Adolescence is an exciting time in a person’s life. You’re growing and developing physically, emotionally, and socially. Every aspect of your life is affected. That includes your relationship with your health care. At some point, young people make the move from pediatric to adult health care providers. Unfortunately, this move can be confusing at times, particularly for people with chronic neurological and neurodevelopmental conditions.

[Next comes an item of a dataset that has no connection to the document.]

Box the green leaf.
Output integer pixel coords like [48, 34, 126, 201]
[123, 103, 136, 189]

What is health care transition?

Health care transition is the planned movement of adolescents and young adults with chronic physical and medical conditions from a child-centered to an adult-focused health care system. Health care transition is a process, not a one-time event. The goals of this transition are to get a patient and their family ready to move from pediatric to adult care, to empower them to advocate for their health, to help them understand how to use adult-focused health services, and to ensure that the entire process of moving from one provider to another goes as smoothly as possible for everyone involved.

When should we start talking about health care transition?

By age 14, your health care providers should start talking to you about the transition to adulthood and health care transition

By age 18+, your health care providers should start talking about transferring care to an adult provider.

The UNC Neurology Health Care Transition Clinic

At the UNC Neurology Health Care Transition Clinic, we want to help our patients gain the knowledge, skills, and support that they’ll need when it is time to move from a pediatric to adult neurology clinic.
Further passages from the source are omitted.